Jesus speaks during the final week in Jerusalem, teaching in the temple as opposition mounts. This line closes the parable of the wedding feast, the third of three parables aimed at the religious leaders.

What Does Matthew 22:14 Mean?

This short verse means that God's invitation reaches a great many people, yet only some are finally counted among those who belong to Him -- and the difference lies in how the invitation is answered. The saying caps the parable of the wedding feast (Matthew 22:1-13), where a king sends out a broad summons and yet one guest is removed for refusing the wedding garment provided for the occasion.

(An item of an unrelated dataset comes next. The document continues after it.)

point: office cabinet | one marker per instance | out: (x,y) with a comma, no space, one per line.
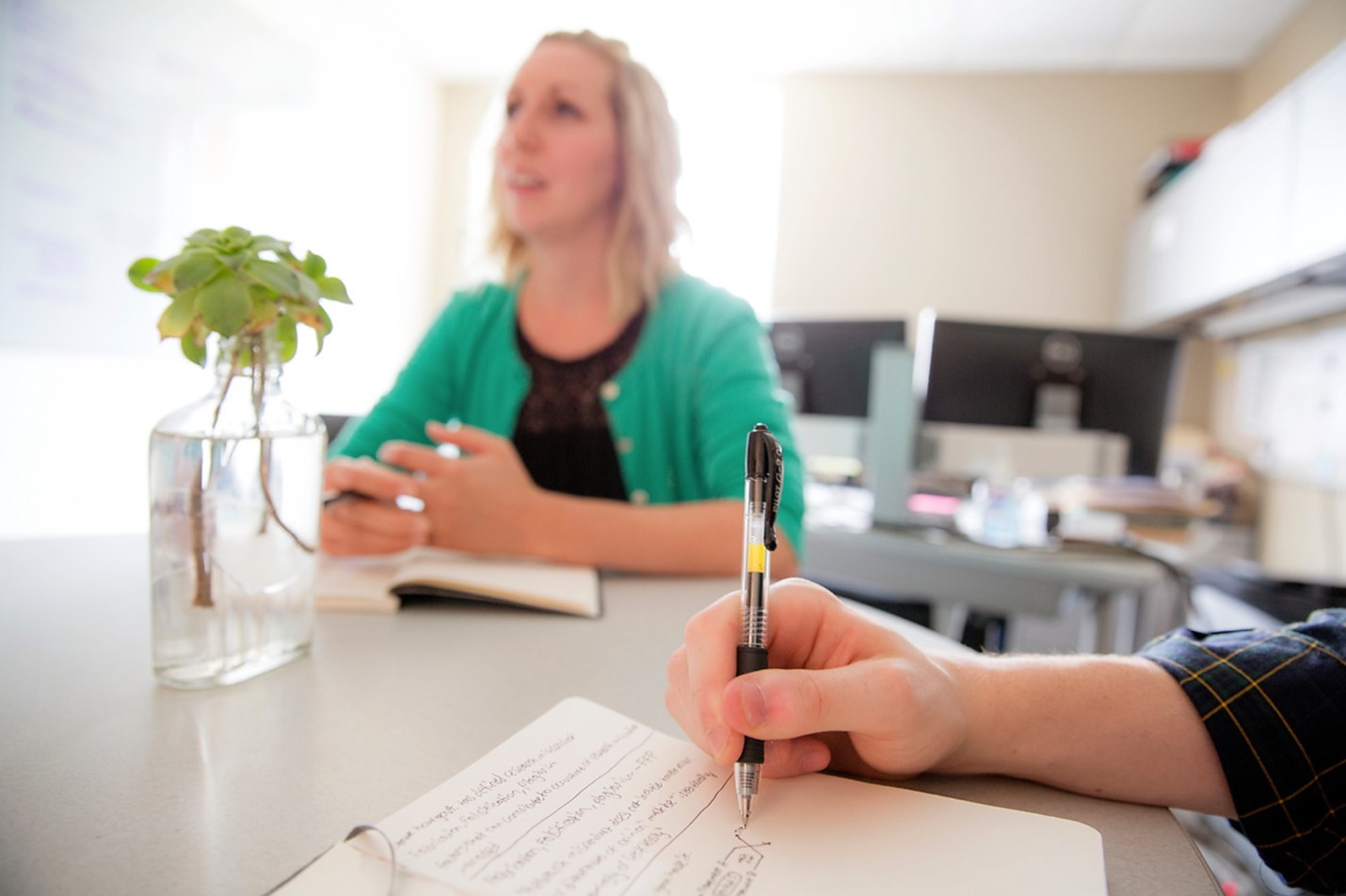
(1265,200)
(1318,200)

The word "called" pictures the wide, generous reach of the summons -- it goes out to highways and hedges, to good and bad alike. "Chosen" describes those who not only hear the call but receive it rightly, clothing themselves as the host requires. The verse holds two truths together without collapsing either: the invitation is genuinely open to all, and the response a person makes truly matters. It refuses both presumption (assuming the call alone is enough) and despair (assuming the door is too narrow to enter). The parable's guest was not excluded by the king's stinginess but by his own refusal of what was freely offered. Jesus leaves the hearer with a searching question -- not merely "have I been invited?" but "have I come as the King asks?"

In the Original Language

The Greek contrasts "klētoi" (called, invited) with "eklektoi" (chosen, selected). The wordplay turns on the shared root kaleō, "to call," so that the chosen are a subset shaped by their response to the calling.

Application

Hearing the gospel call is a gift, but it asks for a real answer; examine whether you have not only heard the invitation but come to the feast on the host's terms.